Battle of Chantilly "Jackson's Flank Attack" September 1, 1862
In the two-day 2nd Battle of Bull Run, Union Gen. John Pope's 60,000 soldiers made one desperate attack after another against Gen. Stonewall Jackson's 20,000 entrenched Confederate soldiers. With each attack they were thoroughly defeated when the other wing of Gen. Robert E. Lee's Confederate Army of Northern Virginia, commanded by Gen. James Longstreet, delivered a flank attack that sent the Union army reeling back toward Washington. In spite of his 16,000 casualties and the exhaustion of his men, Pope managed an orderly retreat back to his entrenchments near Centerville. On August 31, 1862, with a display of false confidence, he wired Secretary of War Henry W. Halleck, "Ewell is killed. Jackson is badly wounded.... The plan of the enemy will undoubtedly be to turn my flank. If he does so he will have his hands full."
Confederate Gen. Richard S. Ewell was only wounded, not dead, and Stonewall Jackson, full of fight, was already marching three divisions over roundabout roads and coming up on Pope's flank. Eager to strike the mortal blow to the Northern army, Lee had sent Jackson's "foot cavalry" on yet another of their marches. While Longstreet's men buried the dead and held the Yankee's attention at Bull Run, Jackson was to fall on Pope's army and destroy it or prevent it from reaching shelter in the defenses of Washington.
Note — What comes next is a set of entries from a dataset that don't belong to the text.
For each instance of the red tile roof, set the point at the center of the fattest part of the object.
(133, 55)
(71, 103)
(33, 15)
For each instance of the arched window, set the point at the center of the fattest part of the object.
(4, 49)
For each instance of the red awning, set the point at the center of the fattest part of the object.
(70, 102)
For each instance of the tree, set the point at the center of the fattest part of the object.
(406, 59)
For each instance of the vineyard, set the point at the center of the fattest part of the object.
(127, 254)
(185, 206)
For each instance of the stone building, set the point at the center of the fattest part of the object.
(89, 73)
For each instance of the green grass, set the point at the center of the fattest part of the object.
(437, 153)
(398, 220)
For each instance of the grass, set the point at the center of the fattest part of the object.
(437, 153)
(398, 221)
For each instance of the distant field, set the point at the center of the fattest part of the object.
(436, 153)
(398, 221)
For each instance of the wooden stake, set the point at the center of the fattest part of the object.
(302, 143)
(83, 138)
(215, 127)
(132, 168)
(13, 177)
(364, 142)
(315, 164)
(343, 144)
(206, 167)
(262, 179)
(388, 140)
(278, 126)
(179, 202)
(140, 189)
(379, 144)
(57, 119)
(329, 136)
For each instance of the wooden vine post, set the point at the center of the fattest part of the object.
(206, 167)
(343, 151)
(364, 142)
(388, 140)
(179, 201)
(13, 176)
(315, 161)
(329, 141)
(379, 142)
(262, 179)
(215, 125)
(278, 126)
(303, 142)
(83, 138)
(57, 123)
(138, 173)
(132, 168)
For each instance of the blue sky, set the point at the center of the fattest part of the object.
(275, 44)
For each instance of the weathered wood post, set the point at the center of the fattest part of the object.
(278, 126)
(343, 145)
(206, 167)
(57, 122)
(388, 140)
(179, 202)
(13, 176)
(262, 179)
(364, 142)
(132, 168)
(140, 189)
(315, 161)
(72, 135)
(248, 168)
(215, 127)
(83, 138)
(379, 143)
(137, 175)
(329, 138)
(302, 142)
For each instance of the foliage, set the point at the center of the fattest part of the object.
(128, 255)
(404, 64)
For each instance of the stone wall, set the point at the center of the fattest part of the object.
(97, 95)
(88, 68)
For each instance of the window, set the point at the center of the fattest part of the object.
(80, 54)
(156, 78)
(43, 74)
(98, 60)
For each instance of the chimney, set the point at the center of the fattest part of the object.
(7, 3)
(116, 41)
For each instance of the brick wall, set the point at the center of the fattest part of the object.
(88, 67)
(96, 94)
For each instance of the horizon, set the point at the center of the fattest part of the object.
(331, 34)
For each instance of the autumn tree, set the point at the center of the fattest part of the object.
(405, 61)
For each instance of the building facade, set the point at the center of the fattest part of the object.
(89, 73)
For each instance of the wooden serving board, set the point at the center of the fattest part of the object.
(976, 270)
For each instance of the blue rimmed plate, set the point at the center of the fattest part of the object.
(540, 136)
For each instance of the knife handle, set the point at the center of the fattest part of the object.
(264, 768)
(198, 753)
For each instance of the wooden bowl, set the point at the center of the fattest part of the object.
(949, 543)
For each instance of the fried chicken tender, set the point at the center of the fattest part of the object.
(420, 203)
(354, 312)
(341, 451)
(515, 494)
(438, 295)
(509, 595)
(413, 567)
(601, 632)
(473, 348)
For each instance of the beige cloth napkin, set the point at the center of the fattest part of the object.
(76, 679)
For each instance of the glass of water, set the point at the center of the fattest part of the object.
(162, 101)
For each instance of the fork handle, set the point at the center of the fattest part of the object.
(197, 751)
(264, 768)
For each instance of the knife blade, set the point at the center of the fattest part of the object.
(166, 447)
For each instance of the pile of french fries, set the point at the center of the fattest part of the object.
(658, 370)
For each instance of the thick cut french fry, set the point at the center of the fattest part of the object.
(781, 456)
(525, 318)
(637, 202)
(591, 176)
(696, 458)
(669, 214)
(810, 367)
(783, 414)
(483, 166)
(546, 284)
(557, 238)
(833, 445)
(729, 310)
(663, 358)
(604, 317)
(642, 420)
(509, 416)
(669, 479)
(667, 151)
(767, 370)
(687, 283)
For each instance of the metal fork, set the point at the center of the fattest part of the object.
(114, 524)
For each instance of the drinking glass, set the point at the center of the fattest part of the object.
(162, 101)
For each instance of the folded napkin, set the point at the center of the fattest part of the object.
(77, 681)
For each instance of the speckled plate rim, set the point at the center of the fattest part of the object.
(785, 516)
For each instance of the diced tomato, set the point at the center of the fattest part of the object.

An overnight rain turned the roads into troughs of mud that kept the supply wagons far to the rear as Jackson's tired and hungry men made slow progress around the Union army. On September 1, with dark thunderclouds overhead, Stonewall's column ran into a large force of well-posted Union soldiers blocking the way at Chantilly, a fine old country mansion on the Little River Turnpike. Jackson deployed his troops for an attack, and just as the Rebels began charging across the fields, the storm broke, driving sheets of rain into their faces.
Fascinating Fact: Gen. Ambrose Powell Hill, one of Jackson's best division commanders, could never please Stonewall. Jackson had previously complained of Hill's marching too slowly. On the march to Chantilly, Jackson made the opposite complaint: Hill was moving too rapidly and causing too much straggling.